Scottish journalist and author (born 1981/82)

Amy Liptrot is a Scottish journalist and author. She won the 2016 Wainwright Prize and the 2017 PEN/Ackerley Prize for her memoir The Outrun.

== Biography ==

Amy Liptrot grew up on a farm in Orkney and studied at the University of Edinburgh. She lived in London for ten years, resorting to alcohol and drug use. After losing her job, her home, and her boyfriend because of her alcoholism, she returned to Orkney to rehabilitate.

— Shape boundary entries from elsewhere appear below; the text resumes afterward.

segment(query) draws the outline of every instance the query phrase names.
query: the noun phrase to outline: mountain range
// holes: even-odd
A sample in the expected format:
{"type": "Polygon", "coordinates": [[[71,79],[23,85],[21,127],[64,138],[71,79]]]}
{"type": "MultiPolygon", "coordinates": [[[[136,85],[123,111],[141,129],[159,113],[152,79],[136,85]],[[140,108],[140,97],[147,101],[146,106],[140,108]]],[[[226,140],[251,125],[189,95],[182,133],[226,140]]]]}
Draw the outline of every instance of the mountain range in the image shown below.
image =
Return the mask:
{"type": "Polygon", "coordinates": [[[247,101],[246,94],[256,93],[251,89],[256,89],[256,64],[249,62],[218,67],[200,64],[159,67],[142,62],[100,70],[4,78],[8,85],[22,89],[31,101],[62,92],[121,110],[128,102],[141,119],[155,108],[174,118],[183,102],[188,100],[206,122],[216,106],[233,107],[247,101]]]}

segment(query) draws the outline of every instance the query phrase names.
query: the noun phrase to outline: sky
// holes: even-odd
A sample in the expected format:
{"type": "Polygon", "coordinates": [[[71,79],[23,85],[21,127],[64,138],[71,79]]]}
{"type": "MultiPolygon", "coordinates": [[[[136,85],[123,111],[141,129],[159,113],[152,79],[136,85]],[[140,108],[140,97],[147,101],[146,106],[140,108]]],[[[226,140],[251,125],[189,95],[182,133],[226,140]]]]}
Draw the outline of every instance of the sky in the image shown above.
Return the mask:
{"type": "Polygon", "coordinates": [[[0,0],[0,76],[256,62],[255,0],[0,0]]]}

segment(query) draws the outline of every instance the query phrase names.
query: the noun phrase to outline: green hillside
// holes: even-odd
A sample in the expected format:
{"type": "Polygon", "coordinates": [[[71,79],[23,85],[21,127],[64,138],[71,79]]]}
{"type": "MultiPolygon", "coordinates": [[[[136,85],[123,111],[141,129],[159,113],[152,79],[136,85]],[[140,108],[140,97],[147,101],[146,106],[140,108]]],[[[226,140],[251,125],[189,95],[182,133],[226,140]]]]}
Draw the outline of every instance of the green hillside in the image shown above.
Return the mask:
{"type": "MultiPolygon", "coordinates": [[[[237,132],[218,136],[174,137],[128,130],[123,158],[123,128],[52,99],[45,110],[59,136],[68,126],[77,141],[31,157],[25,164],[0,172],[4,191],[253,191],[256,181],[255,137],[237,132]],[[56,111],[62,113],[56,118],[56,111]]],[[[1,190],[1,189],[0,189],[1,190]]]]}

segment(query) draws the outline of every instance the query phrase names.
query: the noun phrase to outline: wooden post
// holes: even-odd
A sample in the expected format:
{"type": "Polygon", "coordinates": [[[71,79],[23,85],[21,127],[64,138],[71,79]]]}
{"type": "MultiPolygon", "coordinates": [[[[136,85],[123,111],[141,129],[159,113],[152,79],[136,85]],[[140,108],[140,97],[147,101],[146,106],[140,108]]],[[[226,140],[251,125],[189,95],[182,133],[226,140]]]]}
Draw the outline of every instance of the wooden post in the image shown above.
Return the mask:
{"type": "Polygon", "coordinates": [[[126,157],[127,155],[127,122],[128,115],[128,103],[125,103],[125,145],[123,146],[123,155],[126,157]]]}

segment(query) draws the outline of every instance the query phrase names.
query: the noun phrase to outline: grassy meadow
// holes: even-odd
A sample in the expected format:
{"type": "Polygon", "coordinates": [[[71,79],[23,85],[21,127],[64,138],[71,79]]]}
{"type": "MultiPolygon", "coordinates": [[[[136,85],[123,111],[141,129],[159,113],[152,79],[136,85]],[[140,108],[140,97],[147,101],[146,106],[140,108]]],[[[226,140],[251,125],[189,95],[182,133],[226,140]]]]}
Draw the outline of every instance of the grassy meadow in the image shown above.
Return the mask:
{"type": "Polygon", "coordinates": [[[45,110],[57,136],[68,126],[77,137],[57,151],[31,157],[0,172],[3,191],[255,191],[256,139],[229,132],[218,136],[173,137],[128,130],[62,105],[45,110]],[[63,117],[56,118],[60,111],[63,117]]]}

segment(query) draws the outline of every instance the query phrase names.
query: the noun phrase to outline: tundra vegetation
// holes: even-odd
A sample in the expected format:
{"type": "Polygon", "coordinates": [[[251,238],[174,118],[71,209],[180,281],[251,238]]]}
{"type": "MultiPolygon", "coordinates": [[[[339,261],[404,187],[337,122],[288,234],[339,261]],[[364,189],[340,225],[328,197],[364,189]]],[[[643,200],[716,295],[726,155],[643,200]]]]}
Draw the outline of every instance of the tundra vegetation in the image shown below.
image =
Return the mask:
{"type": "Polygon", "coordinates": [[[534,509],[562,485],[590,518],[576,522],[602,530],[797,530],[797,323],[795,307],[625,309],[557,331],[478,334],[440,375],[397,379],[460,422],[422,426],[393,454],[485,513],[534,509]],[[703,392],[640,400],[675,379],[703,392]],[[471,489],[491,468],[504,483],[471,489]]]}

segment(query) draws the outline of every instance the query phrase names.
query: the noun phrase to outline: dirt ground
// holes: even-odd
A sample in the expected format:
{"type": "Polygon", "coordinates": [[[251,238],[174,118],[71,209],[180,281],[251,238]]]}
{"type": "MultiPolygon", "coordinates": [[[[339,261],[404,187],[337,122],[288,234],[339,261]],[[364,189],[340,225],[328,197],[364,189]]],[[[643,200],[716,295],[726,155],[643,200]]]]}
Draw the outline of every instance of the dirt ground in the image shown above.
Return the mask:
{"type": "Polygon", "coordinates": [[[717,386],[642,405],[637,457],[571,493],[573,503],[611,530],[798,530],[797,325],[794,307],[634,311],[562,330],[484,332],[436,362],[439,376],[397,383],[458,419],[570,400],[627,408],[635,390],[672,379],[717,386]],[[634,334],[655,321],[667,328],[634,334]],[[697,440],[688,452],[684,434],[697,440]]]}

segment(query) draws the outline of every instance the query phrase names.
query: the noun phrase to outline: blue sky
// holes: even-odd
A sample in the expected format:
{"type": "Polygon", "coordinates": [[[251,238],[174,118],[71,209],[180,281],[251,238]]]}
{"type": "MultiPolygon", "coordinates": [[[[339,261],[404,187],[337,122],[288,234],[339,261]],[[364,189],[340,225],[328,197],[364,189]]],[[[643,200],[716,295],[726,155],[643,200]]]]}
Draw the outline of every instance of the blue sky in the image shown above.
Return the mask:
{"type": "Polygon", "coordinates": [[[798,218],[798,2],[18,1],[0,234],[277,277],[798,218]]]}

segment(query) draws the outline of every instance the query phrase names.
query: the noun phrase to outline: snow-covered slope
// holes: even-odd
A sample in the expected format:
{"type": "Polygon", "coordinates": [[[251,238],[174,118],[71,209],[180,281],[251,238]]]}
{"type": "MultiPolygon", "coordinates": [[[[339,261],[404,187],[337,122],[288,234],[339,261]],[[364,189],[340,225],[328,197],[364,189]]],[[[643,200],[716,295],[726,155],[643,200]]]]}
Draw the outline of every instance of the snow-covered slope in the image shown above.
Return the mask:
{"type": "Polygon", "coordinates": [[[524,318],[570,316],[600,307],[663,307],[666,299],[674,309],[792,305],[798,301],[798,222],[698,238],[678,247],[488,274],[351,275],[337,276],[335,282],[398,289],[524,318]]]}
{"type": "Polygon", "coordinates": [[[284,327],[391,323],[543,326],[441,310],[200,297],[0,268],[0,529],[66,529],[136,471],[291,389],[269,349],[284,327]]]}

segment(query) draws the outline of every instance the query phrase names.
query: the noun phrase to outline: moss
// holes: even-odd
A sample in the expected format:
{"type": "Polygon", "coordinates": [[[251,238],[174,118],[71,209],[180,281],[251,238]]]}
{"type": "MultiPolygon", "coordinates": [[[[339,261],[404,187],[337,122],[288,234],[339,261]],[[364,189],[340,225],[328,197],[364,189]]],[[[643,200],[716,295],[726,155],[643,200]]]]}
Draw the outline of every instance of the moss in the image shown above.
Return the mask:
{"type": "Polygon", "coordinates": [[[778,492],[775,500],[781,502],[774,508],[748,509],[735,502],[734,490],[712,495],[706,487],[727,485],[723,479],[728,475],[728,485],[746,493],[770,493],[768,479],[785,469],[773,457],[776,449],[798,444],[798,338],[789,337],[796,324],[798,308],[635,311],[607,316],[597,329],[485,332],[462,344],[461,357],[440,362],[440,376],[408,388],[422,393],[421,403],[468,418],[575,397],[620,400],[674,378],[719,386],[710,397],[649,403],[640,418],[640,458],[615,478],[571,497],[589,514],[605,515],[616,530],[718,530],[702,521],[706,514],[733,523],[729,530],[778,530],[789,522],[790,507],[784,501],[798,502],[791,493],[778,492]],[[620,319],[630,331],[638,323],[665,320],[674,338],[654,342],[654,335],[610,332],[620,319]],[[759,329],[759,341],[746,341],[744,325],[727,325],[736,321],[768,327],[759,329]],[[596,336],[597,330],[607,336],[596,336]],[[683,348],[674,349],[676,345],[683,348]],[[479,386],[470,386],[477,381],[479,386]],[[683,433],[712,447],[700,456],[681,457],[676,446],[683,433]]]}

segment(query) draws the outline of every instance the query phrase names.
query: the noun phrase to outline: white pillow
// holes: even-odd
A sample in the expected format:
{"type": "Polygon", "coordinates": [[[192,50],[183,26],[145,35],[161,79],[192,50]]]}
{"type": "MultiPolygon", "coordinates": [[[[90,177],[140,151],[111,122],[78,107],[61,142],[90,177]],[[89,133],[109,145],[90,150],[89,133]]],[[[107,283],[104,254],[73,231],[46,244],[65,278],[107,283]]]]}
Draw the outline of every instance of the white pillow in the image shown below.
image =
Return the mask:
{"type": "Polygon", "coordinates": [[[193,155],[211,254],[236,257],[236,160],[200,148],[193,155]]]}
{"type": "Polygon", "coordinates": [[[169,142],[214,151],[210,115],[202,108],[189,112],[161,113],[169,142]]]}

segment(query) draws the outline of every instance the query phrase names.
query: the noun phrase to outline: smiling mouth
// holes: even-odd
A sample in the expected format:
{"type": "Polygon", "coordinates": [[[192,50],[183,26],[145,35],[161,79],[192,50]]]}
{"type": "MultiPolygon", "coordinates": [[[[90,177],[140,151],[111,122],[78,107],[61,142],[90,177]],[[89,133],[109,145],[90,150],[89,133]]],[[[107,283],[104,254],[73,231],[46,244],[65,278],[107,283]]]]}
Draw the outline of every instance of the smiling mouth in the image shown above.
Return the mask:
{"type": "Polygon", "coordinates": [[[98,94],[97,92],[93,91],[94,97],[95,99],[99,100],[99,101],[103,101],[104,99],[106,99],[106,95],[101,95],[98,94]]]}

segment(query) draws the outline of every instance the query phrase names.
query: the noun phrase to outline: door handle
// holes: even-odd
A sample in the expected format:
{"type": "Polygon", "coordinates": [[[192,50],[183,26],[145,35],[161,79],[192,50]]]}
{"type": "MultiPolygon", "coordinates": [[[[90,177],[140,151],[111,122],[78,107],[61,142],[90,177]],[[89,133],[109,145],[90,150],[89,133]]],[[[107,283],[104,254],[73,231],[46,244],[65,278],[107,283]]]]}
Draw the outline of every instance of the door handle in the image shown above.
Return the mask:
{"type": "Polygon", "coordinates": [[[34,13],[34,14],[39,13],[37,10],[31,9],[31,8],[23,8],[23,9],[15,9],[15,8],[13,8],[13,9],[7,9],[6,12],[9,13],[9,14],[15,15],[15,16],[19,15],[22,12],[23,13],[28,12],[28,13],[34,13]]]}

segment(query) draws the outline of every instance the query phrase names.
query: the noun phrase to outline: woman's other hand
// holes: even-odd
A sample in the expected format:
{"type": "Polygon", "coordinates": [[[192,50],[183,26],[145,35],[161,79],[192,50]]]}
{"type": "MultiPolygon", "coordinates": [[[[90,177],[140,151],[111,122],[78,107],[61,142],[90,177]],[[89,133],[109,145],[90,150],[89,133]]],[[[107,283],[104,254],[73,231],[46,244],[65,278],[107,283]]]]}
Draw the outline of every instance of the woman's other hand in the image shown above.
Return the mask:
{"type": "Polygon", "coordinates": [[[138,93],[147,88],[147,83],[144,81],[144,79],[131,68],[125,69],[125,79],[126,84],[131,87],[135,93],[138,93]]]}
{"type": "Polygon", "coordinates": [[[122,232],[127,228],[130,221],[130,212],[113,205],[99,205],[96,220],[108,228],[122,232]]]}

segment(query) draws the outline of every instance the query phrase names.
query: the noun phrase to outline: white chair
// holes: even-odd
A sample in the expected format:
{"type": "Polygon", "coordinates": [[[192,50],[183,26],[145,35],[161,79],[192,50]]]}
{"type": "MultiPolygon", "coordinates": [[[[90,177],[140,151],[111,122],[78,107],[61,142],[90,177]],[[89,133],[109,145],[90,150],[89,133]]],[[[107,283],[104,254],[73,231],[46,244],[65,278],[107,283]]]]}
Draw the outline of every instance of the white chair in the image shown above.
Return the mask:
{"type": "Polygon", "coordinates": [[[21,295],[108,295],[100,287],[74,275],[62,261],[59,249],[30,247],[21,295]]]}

She recorded her experiences there in her first book, The Outrun, published in 2016. She gave birth to a child in December 2018. As of 2019 Liptrot had been without alcohol for eight years. As of 2024, Liptrot lives in Hebden Bridge in West Yorkshire, England.

She contributed an essay on wild swimming to Antlers of Water, a compendium of Scottish nature writing produced during the COVID-19 pandemic. Her book The Instant was published in 2022. It describes a year she spent living in Berlin after the period covered in The Outrun.

== Honours and distinctions ==

- Wainwright Prize, 2016
- PEN/Ackerley Prize, 2017

== Bibliography ==

- The Outrun
- The Instant

== Adaptations ==

In January 2022, it was announced that Nora Fingscheidt would direct a film adaptation of The Outrun, and that Saoirse Ronan would star in it as Liptrot, and produce it. Filming began in 2022 in Orkney. The film The Outrun premiered at the 2024 Sundance Film Festival.